Fetisch für Filmfans
Auf dem deutschen Buchmarkt schließt der Time-Out Movie Guide eine Lücke. Warum der Band weder übersetzt wird noch die englischsprachige Ausgabe bisher einen hiesigen Verlag gefunden hat, ist ein Rätsel. Eine vergleichbare Publikationen existiert nicht. Zwar gibt es diverse Filmlexika, doch sind sie hauptsächlich Auflistungen wichtiger deutschsprachiger Produktionen, ergänzt durch ein paar internationale Klassiker. Keines verfügt über das inhaltliche Spektrum von Time-Out. Dies gilt auch für den amerikanischen Markt, der mit den ebenfalls jährlich erscheinenden Filmführern Video Hound, Halliwell´s Film Guide und Leonard Maltin´s Film Guide immerhin respektable Konkurrenten zu bieten hat.

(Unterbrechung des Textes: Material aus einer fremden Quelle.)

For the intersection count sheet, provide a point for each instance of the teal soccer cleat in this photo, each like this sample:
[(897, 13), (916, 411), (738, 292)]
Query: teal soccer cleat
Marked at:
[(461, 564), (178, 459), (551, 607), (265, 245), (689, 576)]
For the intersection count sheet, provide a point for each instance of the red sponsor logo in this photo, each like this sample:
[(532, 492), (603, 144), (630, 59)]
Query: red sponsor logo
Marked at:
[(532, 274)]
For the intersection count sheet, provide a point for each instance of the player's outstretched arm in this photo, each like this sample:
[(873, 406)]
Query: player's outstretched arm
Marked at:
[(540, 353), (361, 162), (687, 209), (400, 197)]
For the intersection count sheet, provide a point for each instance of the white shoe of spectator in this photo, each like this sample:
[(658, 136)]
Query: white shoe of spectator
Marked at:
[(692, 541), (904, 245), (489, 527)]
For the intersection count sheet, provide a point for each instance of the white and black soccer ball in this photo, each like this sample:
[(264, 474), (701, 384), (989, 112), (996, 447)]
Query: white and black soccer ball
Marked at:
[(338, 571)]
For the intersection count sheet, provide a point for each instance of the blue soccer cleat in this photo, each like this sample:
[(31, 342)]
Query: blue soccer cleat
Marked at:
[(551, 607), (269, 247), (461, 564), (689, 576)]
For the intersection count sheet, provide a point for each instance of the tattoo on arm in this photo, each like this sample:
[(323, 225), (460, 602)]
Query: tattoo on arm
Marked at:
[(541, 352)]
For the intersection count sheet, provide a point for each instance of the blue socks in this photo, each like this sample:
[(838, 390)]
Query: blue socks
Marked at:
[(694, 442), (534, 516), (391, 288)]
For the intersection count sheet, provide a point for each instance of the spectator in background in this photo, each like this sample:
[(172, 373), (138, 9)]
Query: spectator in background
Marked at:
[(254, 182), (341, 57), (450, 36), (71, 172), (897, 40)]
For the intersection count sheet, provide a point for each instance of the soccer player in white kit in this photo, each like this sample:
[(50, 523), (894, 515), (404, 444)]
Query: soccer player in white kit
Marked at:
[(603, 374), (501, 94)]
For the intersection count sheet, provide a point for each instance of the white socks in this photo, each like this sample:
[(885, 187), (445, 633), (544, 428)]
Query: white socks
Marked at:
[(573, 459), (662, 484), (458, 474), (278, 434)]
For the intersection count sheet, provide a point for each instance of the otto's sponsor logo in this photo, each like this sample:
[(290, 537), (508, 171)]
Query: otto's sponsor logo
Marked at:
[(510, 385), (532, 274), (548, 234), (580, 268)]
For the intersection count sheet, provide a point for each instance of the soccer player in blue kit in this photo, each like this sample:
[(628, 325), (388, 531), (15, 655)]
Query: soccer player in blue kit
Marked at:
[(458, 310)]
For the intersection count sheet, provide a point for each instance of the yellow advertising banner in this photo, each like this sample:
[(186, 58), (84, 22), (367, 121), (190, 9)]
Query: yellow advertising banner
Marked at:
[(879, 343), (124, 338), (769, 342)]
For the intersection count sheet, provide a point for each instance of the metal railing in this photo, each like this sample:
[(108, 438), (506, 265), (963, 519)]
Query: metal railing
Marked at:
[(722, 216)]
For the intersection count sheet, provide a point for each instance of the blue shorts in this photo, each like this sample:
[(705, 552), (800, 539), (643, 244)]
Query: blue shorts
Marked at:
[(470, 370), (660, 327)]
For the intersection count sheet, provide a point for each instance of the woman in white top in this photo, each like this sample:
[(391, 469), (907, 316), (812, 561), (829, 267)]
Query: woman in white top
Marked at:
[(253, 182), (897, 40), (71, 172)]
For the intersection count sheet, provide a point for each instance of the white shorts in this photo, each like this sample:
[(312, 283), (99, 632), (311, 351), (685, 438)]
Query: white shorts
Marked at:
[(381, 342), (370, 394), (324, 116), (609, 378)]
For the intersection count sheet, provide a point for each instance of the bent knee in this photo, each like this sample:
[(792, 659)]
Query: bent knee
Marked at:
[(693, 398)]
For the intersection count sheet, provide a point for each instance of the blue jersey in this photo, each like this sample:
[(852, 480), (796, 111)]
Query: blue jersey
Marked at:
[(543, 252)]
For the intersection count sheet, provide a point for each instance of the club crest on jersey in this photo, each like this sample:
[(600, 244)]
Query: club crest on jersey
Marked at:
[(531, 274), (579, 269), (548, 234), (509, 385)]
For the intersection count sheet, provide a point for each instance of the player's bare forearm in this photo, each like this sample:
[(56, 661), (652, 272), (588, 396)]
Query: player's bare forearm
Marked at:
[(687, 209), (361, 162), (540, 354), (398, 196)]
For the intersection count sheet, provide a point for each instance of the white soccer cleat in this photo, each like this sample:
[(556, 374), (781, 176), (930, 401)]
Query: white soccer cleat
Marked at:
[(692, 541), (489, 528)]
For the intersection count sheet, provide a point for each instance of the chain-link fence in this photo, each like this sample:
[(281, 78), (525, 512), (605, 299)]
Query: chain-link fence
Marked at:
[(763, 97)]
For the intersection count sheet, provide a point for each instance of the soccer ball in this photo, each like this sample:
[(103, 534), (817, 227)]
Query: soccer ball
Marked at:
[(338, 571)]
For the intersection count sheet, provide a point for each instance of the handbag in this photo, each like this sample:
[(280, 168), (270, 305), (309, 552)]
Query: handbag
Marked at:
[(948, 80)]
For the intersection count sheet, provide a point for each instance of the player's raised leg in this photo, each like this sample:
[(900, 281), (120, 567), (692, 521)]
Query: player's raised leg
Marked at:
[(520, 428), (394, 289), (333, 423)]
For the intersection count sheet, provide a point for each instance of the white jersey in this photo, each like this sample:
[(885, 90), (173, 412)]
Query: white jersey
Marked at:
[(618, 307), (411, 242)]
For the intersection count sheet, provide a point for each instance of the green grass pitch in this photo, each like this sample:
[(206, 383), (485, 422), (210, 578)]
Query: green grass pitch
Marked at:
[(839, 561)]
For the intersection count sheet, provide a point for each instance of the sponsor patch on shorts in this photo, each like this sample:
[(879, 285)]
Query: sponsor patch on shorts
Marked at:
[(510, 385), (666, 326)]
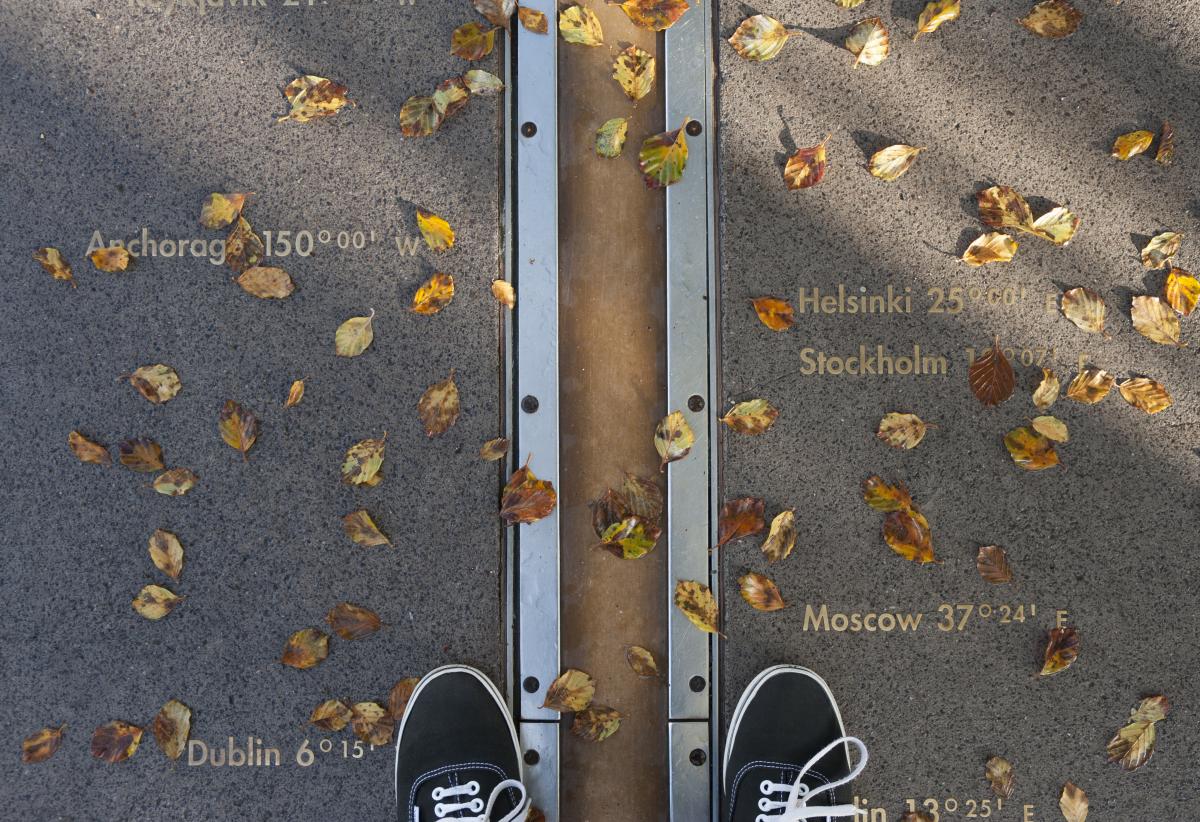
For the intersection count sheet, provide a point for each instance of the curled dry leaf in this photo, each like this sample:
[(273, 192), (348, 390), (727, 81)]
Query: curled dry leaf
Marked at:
[(267, 282), (438, 407), (172, 727), (904, 431), (760, 592), (696, 603), (1062, 649), (573, 690), (990, 247), (361, 528), (760, 37), (115, 742), (991, 562), (1134, 744), (580, 25), (1053, 19), (1145, 394), (1153, 319), (892, 162), (167, 553), (753, 417), (305, 648), (807, 167), (238, 427), (781, 539), (353, 622), (991, 377), (331, 715), (664, 157), (89, 450), (999, 772), (1030, 449), (597, 723), (527, 498)]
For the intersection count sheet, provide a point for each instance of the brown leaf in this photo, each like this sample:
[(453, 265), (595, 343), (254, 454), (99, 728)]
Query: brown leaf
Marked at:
[(115, 742), (353, 622), (305, 648), (991, 377)]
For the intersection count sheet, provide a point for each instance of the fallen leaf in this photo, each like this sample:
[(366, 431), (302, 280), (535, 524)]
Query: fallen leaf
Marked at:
[(869, 41), (172, 727), (991, 562), (41, 745), (1053, 19), (1085, 309), (353, 622), (741, 517), (55, 265), (115, 742), (238, 427), (305, 648), (89, 450), (903, 431), (1153, 319), (155, 601), (573, 690), (999, 772), (1062, 649), (580, 25), (807, 166), (167, 553), (1145, 394), (696, 603), (760, 37), (331, 715), (1134, 744), (664, 157), (267, 282), (990, 247), (892, 162), (761, 593), (991, 377), (595, 724)]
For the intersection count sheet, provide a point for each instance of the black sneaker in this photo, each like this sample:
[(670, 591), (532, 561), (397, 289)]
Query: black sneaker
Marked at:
[(457, 755), (786, 754)]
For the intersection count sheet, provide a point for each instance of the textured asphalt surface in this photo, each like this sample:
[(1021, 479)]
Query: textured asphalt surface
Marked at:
[(1110, 535), (120, 118)]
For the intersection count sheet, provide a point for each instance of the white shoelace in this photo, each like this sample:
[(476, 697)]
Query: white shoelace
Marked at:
[(475, 805), (796, 807)]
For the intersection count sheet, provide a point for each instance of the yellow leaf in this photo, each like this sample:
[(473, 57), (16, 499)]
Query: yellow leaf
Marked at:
[(354, 335), (892, 162)]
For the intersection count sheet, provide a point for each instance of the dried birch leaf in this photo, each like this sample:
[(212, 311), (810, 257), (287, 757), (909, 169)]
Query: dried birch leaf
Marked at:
[(1156, 321), (305, 648), (869, 41), (807, 167), (696, 603), (115, 742), (991, 377), (167, 553), (892, 162), (1145, 394), (88, 450), (903, 431), (353, 622), (155, 601), (573, 690), (760, 592), (990, 247), (991, 562), (1053, 19), (172, 727)]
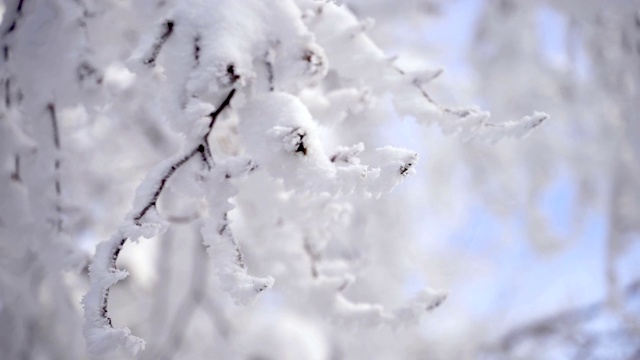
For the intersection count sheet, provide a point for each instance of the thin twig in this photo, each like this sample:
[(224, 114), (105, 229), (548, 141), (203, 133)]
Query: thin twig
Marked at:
[(167, 30), (199, 148), (56, 164)]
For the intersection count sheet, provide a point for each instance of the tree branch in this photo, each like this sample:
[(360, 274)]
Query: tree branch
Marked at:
[(118, 242), (167, 30)]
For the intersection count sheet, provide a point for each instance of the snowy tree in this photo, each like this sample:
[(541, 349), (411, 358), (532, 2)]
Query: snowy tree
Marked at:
[(140, 136)]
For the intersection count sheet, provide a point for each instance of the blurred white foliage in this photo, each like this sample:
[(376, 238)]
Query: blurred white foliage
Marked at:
[(249, 127)]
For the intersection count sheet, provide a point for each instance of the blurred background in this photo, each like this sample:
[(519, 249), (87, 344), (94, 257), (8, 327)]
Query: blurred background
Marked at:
[(535, 240)]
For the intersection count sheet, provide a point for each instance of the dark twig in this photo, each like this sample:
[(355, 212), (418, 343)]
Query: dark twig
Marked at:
[(56, 164), (199, 149), (214, 116), (167, 30), (196, 49)]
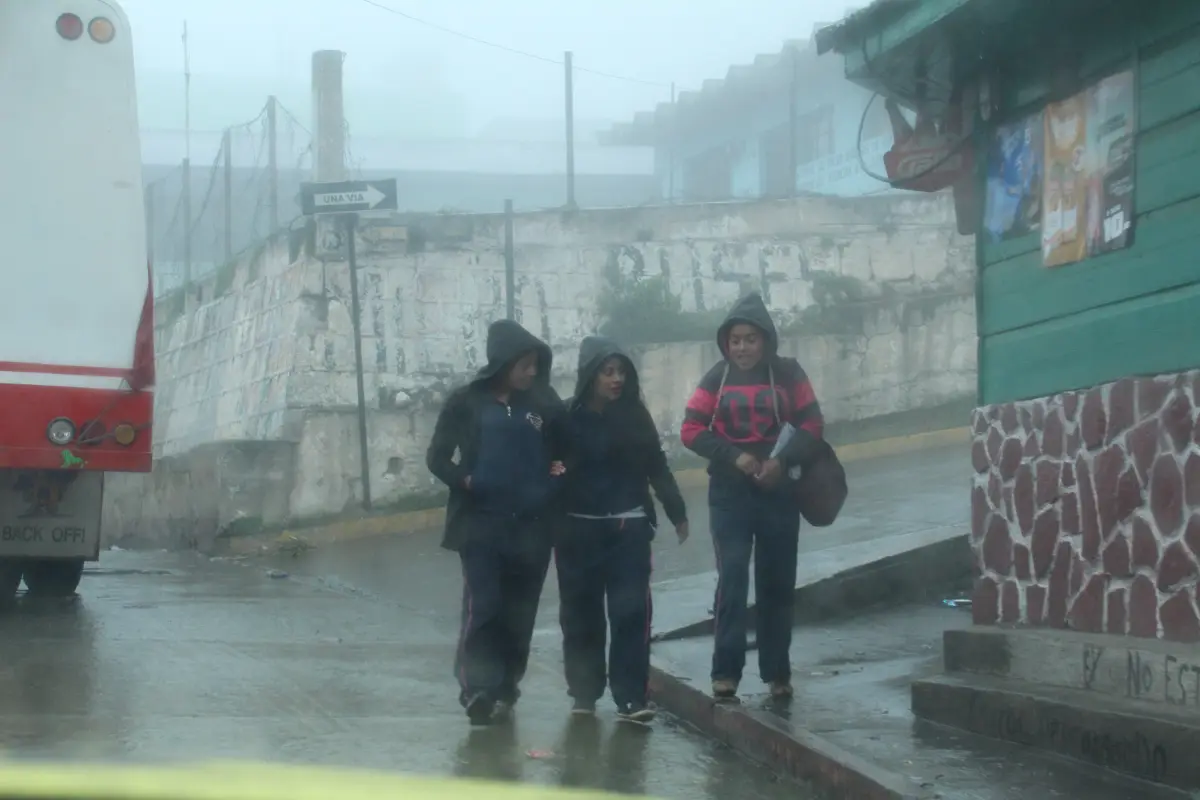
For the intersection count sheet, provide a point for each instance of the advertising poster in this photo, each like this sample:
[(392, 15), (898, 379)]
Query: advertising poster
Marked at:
[(1111, 128), (1065, 184), (1013, 204)]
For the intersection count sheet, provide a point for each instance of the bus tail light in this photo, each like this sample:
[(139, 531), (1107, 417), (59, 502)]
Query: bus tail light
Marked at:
[(125, 433), (70, 26), (60, 432), (101, 30)]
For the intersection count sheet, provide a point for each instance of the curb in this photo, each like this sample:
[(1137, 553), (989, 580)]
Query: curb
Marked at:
[(819, 764), (919, 575), (407, 522)]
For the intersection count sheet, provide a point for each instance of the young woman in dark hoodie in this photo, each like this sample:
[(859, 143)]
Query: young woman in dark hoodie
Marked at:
[(604, 549), (508, 428), (733, 420)]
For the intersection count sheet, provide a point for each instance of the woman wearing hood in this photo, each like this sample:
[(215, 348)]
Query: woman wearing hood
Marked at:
[(733, 420), (508, 428), (604, 549)]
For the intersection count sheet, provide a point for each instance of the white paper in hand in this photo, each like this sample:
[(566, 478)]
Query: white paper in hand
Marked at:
[(785, 434)]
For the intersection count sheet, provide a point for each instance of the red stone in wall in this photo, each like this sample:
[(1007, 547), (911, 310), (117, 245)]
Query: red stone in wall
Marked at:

Einen gesuchten Film in dem Kompendium zu finden ist mitunter schwierig. Unzählige oft und nie gehörten Titel flackert wie Irrlichter vor den Auge. Vom geraden Weg zu der gewünschten Information locken sie auf die Fährten anderer Kinoschätze. Bis man sich verlaufen hat, vergisst, welchen Titel man ursprünglich nachschlagen wollte (selbst erlebt!) oder der Buchtitel sich ironisch erfüllt: time out, keine Zeit mehr. Im Anhang liefert ein Register von Regisseuren und Alternativtiteln, die eine gezielte Suche nach den Werken bestimmter Künstler oder fremdsprachiger Titel ermöglichen. Allein der flüchtige Blick in diese Register kann fatal sein. Wer glaubt alle Filme Hitchcocks zu kennen, hat vermutlich nie die romantischen Melodramen Champagne (1927) und Downhill (1928) gesehen.